The reason we are skeptical about President Gerberding's flying around campus is that this is naturally impossible and there is nothing in the religio-historical context of the event to make us suspect that God would do such a thing. But, as I explained, it is radically different in the case of Jesus' resurrection, given his own unparalleled life and teaching.

Well, then, how good is the evidence for the facts of the empty tomb, the resurrection appearances, and the origin of the disciples' belief in the resurrection? In his last rebuttal, Dr. Washington finally gets around to addressing that question. Notice that he does not say anything to dispute the fact of the empty tomb. Nor does he offer any refutation of the fact of Jesus' post-mortem appearances. Rather he directs all his attention to the question of the origin of the disciples' belief in the resurrection. He does not deny that the first disciples came sincerely to believe in Jesus' resurrection and were willing to go to their deaths for that belief. In my opening speech I argued that the disciples' belief cannot be explained in terms of either Christian influences or Jewish influences. I did not mention pagan influences because no informed scholar today would hold such a thing. This sort of explanation was popular back around the turn of the century in the so-called "History of Religions School." The movement soon collapsed, however, principally for two reasons: (i) The supposed parallels are spurious. In his important study The Post- Resurrection Appearance Stories of the Gospel Tradition (Stuttgart: Calwer Verlag, 1975), John Alsup has examined all the alleged parallels to Jesus' resurrection and shown them to be apotheosis stories, disappearance stories, etc., not resurrection accounts. The myths of dying and rising gods like Osiris or Adonis, for example, concern merely seasonal symbols for the crop cycle--the plants dying in winter and coming back to life in the spring. (ii) There is no causal link to the disciples' belief.

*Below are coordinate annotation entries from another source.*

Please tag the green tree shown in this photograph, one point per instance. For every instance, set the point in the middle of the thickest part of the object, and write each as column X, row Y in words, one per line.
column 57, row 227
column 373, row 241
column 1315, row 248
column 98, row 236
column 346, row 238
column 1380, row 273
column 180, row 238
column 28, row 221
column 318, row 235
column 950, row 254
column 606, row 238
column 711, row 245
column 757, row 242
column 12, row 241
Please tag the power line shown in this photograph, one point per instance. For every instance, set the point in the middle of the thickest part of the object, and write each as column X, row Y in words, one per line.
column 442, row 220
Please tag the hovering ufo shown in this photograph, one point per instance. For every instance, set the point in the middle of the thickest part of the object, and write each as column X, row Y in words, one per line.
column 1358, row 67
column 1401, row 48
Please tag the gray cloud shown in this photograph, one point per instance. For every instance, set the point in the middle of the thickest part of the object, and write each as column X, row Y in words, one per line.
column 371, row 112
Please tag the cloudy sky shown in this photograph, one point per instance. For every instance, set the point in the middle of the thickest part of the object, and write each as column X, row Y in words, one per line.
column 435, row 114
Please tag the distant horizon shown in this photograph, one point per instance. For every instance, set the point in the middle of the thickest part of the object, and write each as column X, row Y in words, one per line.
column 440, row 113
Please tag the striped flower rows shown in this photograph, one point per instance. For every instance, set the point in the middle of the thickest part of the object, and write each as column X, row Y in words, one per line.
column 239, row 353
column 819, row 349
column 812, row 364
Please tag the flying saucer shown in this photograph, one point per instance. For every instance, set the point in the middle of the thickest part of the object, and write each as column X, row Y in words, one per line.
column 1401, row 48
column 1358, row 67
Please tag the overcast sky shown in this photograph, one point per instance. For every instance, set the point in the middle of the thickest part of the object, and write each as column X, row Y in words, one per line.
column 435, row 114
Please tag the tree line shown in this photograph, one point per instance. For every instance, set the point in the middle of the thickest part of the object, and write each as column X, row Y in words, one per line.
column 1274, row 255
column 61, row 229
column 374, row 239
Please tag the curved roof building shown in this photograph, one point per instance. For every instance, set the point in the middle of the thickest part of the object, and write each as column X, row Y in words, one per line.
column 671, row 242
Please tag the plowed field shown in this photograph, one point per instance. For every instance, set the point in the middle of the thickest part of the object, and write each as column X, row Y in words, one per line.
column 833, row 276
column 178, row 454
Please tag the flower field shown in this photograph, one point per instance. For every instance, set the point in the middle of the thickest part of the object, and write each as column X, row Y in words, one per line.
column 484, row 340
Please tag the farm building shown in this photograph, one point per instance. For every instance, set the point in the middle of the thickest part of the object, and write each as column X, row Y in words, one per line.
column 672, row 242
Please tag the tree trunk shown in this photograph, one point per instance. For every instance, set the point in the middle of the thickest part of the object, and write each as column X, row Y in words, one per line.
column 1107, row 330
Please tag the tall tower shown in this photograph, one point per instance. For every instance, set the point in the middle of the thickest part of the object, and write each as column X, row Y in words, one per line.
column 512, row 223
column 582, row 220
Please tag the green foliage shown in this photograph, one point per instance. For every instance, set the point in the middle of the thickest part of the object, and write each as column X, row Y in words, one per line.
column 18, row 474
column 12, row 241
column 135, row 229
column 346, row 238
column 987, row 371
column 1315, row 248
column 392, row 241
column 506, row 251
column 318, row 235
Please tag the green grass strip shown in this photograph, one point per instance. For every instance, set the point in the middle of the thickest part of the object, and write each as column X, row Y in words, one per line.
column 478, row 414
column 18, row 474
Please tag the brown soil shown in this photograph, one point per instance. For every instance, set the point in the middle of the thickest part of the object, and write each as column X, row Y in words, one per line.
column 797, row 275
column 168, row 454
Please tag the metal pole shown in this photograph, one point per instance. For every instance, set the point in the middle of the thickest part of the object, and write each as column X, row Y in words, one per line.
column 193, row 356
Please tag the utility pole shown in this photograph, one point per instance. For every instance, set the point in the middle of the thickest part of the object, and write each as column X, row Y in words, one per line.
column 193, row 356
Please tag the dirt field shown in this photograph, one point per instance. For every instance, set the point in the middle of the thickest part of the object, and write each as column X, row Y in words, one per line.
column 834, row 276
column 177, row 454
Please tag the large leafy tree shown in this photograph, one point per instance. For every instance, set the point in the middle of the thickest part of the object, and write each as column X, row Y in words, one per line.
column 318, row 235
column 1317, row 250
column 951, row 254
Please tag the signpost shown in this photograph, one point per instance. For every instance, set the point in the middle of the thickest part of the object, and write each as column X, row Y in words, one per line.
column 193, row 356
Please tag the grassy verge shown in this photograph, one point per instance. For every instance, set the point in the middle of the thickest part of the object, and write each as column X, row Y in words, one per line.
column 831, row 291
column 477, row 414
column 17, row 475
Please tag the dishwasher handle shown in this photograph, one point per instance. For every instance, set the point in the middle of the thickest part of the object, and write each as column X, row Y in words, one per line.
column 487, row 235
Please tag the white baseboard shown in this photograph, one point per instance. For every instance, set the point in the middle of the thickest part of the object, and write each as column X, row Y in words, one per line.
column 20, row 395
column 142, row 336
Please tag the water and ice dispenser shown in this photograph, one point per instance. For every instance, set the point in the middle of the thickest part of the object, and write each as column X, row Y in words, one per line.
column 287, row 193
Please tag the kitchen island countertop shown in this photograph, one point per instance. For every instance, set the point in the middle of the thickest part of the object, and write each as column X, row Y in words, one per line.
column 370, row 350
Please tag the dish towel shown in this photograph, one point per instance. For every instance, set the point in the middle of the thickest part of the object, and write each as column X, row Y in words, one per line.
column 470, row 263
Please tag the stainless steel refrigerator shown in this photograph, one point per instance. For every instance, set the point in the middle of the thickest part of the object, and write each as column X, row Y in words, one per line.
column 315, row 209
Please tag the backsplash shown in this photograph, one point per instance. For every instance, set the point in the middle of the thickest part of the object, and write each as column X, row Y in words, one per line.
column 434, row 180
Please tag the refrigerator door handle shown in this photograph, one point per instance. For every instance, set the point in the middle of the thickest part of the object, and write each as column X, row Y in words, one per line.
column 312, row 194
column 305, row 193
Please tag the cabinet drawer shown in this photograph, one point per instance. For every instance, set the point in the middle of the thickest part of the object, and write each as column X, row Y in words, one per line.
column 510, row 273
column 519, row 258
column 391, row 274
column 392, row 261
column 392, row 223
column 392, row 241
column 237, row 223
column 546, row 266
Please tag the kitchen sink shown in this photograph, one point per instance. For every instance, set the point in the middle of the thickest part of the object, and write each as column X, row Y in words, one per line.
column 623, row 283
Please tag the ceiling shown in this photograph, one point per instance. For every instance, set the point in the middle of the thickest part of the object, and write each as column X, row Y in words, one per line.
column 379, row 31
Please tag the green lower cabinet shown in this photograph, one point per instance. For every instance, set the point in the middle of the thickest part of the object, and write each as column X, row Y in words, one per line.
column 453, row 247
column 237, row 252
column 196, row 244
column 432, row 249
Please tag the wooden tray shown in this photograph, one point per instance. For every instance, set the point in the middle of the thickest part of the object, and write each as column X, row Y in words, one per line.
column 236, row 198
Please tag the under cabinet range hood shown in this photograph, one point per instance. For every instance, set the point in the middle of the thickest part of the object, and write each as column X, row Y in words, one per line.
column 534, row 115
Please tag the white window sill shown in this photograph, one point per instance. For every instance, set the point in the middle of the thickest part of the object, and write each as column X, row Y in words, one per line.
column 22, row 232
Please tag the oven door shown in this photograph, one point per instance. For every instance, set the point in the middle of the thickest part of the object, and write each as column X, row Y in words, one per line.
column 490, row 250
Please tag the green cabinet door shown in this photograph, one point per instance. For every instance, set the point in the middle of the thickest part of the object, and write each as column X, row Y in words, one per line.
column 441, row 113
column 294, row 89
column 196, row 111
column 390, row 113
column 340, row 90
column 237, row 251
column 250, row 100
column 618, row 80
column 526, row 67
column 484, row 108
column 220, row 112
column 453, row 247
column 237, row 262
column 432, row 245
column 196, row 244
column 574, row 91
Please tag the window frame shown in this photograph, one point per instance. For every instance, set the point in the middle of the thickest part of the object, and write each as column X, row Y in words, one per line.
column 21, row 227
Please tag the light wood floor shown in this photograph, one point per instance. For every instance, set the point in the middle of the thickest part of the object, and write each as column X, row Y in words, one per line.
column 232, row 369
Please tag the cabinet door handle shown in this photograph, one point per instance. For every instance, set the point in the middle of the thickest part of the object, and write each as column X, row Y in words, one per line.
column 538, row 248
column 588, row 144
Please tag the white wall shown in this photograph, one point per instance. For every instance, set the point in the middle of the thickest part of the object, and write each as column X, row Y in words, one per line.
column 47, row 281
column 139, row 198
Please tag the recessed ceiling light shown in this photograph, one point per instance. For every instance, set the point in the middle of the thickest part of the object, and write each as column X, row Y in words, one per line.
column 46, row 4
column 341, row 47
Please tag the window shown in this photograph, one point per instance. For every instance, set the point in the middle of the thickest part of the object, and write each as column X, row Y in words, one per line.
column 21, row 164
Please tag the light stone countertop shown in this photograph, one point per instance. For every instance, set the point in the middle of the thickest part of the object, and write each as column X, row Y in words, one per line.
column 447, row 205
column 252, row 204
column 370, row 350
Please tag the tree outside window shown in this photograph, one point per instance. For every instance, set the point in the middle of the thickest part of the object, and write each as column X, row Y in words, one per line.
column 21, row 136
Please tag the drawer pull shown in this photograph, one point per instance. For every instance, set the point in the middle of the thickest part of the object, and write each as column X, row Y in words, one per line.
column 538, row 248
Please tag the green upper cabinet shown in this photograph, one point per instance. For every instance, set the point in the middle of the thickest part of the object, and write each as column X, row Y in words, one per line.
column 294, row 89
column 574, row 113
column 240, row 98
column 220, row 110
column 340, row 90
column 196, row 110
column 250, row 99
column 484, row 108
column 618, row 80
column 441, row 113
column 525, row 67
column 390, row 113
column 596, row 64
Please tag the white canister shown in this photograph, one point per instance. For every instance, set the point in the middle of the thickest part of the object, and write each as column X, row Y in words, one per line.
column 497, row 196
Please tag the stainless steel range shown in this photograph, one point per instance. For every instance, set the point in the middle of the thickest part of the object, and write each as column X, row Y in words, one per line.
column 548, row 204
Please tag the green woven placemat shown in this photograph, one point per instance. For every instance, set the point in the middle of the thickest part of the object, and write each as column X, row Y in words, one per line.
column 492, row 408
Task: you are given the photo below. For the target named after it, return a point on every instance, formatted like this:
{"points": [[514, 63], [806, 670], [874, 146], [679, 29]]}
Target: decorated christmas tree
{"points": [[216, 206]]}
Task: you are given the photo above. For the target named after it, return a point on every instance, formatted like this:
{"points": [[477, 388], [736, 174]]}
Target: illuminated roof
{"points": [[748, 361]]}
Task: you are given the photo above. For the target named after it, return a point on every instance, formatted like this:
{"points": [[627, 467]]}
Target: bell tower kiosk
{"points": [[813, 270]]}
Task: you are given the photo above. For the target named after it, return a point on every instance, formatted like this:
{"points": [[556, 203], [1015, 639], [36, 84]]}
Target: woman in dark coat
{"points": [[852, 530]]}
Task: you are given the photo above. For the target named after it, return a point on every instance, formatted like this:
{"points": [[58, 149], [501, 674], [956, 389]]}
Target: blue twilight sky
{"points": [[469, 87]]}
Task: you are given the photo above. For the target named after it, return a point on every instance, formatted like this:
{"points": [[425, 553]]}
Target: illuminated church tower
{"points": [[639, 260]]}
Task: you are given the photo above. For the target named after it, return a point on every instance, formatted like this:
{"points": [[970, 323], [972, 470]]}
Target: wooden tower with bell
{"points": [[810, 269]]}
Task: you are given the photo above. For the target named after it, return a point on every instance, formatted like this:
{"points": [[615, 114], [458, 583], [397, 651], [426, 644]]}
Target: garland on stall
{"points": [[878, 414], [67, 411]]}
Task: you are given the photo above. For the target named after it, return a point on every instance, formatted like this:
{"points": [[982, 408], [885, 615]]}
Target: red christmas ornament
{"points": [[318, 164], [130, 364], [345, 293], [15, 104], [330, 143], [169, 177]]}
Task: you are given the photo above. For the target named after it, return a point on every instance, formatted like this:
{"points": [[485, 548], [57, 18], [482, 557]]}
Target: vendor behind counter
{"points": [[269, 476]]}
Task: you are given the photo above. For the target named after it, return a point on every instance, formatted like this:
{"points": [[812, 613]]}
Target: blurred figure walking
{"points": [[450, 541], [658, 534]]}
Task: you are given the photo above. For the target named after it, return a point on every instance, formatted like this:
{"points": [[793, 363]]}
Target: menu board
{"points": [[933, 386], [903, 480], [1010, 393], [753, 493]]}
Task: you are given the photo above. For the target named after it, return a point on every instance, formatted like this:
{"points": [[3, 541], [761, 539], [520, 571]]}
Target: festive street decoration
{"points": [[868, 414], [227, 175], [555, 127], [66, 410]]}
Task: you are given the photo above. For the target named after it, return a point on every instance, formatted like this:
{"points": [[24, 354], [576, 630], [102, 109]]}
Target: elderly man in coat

This is evident in Dr. Washington's own examples from ancient Mexico or Nepal. According to Gerhard Kittel, there is "no trace" of myths of dying and rising gods in first century Palestine (Gerhard Kittel, "Die Auferstehung Jesu," Deutsche Theologie 4 [1937]: 159). Thus, no informed scholar would today argue that the original disciples came to believe that Jesus rose from the dead due to pagan influences. It is not surprising that as a philosopher Dr. Washington should be unfamiliar with the field of New Testament studies and historical Jesus research; but it is a shame that this sort of ignorance should be perpetuated among students.